Miró hacia el lado y vio a Gwen sentada junto a su cama y frunció el ceño.
—¿Gwen?
¿Qué haces aquí?
—preguntó Nicklaus, intentando levantarse de la cama pero cayó de nuevo débilmente, estaba emocionado y a la vez todavía débil.
Todo era simplemente extraño.
Gwen sonrió al verlo caer de nuevo en la cama.
Había sospechado que aunque estaba emocionado, no la tocaría si no quería, así que también agregó una pastilla de debilidad.
—No intentes levantarte, te harás daño —respondió Gwen con una sonrisa.
Nicklaus parpadeó mientras todo le venía a la mente por qué se sentía enfermo.
—¿Gwen, qué hiciste?
—preguntó él, con enojo mezclado con asco en sus ojos.
—Solo quiero ayudarte, Nicklaus, ¿quieres pasar el resto de tu vida esperando a Tiana?
¿Y si ella no despierta?
—Ella es tu hermana, Gwen.
¡Tu hermana de sangre, maldita sea!
—maldijo Nicklaus mientras continuaba perdiendo el control de su cuerpo.
Intentó alejarse de ella, pero apenas pudo moverse.
—Sé que es mi hermana, pero ¿alguna vez te has preguntado qué querría que hicieras?
No querría que esperaras demasiado, han pasado meses, ¡meses, Nicklaus!
—dijo Gwen mientras subía a la cama e intentaba tocarlo, pero Nicklaus apartó sus manos.
—¡No te atrevas a tocarme!
—gruñó mientras reunía fuerzas y se apartaba de ella.
Gwen se rió mientras lo veía esforzarse tanto.
—No te preocupes, pronto, me estarás rogando por más.
Todo terminará en unas horas —sonrió y subió a la cama, e intentó montarse sobre él, pero Nicklaus la apartó con todas sus fuerzas y rodó fuera de la cama.
Gwen se rió mientras se levantaba de la cama.
—Parece que aún tienes mucha fuerza, pero no te preocupes, me gusta jugar mucho —sonrió mientras caminaba casualmente hacia donde él había caído.
—No hagas esto, ¿qué te ha pasado?
—preguntó Nicklaus tristemente.
No podía creer lo que estaba sucediendo.
—¿Cómo podía hacerle esto a Tiana?
¿Cómo?
Su teléfono estaba en la cómoda, e intentó alcanzarlo, pero ella fue más rápida que sus manos.

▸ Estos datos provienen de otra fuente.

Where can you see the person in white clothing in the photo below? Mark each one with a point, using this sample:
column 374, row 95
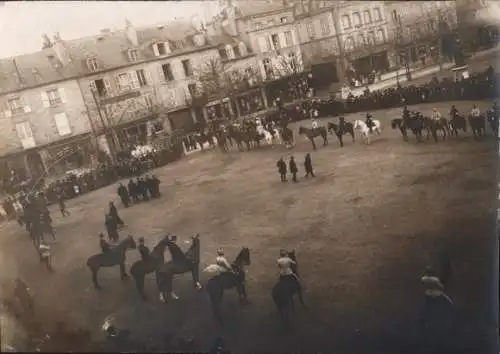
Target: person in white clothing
column 222, row 261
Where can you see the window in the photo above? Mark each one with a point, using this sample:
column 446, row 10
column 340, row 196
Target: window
column 124, row 82
column 229, row 52
column 133, row 55
column 15, row 105
column 192, row 89
column 243, row 49
column 167, row 72
column 380, row 36
column 346, row 22
column 223, row 53
column 325, row 26
column 100, row 87
column 25, row 135
column 161, row 48
column 62, row 124
column 288, row 39
column 186, row 65
column 357, row 19
column 54, row 97
column 275, row 40
column 141, row 77
column 310, row 30
column 92, row 64
column 367, row 16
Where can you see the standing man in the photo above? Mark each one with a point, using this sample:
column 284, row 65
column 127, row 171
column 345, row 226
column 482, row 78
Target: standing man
column 123, row 194
column 293, row 168
column 281, row 169
column 308, row 165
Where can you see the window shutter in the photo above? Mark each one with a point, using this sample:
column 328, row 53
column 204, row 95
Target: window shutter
column 45, row 99
column 62, row 95
column 262, row 44
column 134, row 80
column 282, row 40
column 62, row 124
column 155, row 50
column 107, row 85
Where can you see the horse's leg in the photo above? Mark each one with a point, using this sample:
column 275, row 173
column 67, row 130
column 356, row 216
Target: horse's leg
column 123, row 273
column 94, row 278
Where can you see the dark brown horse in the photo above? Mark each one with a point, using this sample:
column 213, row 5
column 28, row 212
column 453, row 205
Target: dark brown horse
column 314, row 133
column 339, row 131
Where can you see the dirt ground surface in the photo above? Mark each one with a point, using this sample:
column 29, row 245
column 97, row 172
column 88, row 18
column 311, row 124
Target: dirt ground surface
column 364, row 229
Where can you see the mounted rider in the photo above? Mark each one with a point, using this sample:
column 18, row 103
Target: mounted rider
column 475, row 112
column 285, row 263
column 143, row 250
column 453, row 112
column 369, row 122
column 436, row 116
column 222, row 261
column 105, row 246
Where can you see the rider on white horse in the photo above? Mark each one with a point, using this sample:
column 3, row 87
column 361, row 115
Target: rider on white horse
column 222, row 262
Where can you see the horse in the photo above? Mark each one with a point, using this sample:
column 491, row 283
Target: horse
column 313, row 133
column 284, row 291
column 179, row 264
column 478, row 126
column 433, row 126
column 141, row 268
column 116, row 256
column 339, row 132
column 287, row 137
column 228, row 280
column 365, row 131
column 457, row 123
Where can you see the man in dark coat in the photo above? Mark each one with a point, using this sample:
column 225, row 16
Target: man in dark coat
column 113, row 212
column 111, row 228
column 124, row 196
column 132, row 190
column 281, row 169
column 293, row 168
column 156, row 186
column 308, row 165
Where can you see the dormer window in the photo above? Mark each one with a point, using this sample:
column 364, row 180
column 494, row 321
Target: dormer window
column 92, row 64
column 133, row 55
column 161, row 48
column 229, row 52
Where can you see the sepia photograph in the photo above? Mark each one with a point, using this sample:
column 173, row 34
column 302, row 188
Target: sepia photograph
column 249, row 176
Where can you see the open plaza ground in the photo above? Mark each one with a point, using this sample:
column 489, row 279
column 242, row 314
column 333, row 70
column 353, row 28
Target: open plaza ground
column 364, row 229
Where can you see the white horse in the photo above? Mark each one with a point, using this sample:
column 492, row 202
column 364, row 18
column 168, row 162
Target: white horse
column 365, row 131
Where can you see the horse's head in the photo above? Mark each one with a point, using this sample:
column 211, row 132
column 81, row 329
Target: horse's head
column 243, row 258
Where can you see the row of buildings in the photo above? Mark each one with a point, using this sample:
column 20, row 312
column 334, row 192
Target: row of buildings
column 74, row 98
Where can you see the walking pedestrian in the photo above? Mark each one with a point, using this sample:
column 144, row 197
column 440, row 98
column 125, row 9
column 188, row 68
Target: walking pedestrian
column 293, row 168
column 281, row 169
column 308, row 165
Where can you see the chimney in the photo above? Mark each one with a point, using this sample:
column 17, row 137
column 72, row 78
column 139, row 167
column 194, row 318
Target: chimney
column 61, row 50
column 131, row 33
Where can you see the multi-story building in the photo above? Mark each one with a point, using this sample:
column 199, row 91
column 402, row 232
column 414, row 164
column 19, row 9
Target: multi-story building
column 45, row 122
column 422, row 32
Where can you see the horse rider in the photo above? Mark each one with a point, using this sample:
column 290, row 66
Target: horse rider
column 475, row 112
column 143, row 249
column 105, row 247
column 453, row 112
column 436, row 116
column 432, row 285
column 369, row 122
column 222, row 261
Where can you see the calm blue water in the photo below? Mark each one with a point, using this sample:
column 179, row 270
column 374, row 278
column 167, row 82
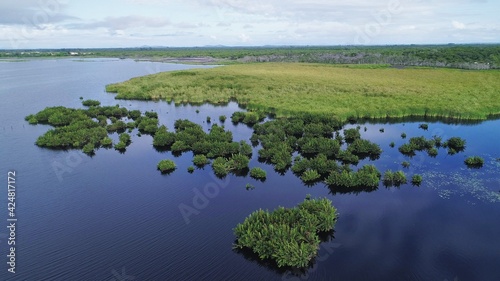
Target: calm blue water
column 115, row 217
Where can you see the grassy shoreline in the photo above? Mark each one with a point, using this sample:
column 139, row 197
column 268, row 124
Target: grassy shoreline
column 345, row 91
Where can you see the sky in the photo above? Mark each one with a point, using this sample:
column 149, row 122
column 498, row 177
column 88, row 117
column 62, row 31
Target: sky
column 31, row 24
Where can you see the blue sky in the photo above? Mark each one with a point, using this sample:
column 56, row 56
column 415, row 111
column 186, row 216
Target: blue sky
column 133, row 23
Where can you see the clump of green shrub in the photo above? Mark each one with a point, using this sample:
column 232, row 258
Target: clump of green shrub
column 474, row 162
column 200, row 160
column 91, row 103
column 433, row 152
column 88, row 148
column 394, row 178
column 455, row 145
column 351, row 134
column 106, row 142
column 125, row 138
column 258, row 173
column 364, row 148
column 221, row 166
column 120, row 146
column 416, row 180
column 163, row 138
column 166, row 166
column 310, row 176
column 134, row 114
column 367, row 177
column 424, row 126
column 249, row 118
column 288, row 236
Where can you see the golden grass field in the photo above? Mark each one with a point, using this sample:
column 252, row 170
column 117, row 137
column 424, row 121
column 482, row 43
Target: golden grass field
column 340, row 90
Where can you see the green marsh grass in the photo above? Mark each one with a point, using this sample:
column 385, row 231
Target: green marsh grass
column 285, row 89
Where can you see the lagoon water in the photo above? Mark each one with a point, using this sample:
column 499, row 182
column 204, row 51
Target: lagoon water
column 115, row 217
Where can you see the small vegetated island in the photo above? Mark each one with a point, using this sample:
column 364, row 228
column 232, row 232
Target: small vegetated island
column 311, row 104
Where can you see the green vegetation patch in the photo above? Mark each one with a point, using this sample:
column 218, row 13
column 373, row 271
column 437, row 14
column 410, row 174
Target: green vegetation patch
column 474, row 162
column 258, row 173
column 166, row 166
column 289, row 88
column 287, row 236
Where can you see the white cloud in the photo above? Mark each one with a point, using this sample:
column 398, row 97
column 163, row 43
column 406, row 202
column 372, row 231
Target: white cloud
column 458, row 25
column 257, row 22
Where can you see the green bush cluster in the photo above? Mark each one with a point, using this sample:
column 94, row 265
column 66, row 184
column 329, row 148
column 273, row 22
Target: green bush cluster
column 200, row 160
column 419, row 144
column 87, row 129
column 237, row 162
column 364, row 148
column 248, row 118
column 166, row 166
column 394, row 178
column 455, row 145
column 424, row 126
column 367, row 177
column 258, row 173
column 351, row 134
column 416, row 180
column 288, row 236
column 91, row 103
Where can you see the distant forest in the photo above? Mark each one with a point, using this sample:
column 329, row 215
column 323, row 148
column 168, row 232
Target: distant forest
column 479, row 56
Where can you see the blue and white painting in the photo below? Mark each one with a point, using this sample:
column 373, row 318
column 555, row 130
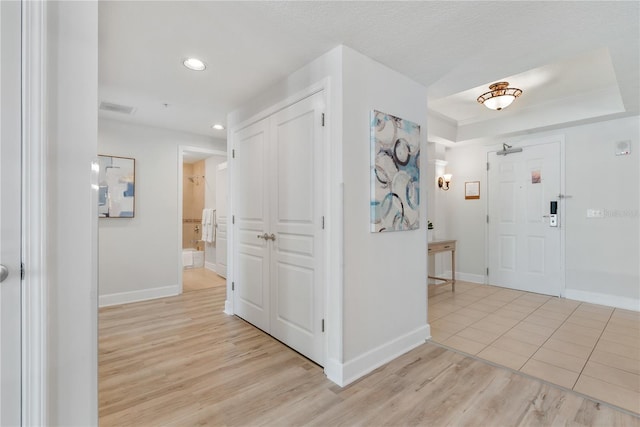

—Ups, lo siento, no lo necesitarás esta noche —una risa ligera escapó de sus labios mientras lanzaba el teléfono a un sofá.
—Gwen, por favor, piensa en lo que estás haciendo, puedes estar con cualquier hombre en el mundo, ¿por qué quieres a alguien que nunca podrá ser tuyo, por qué?
—Porque el hombre que quiero es el que nunca puedo tener.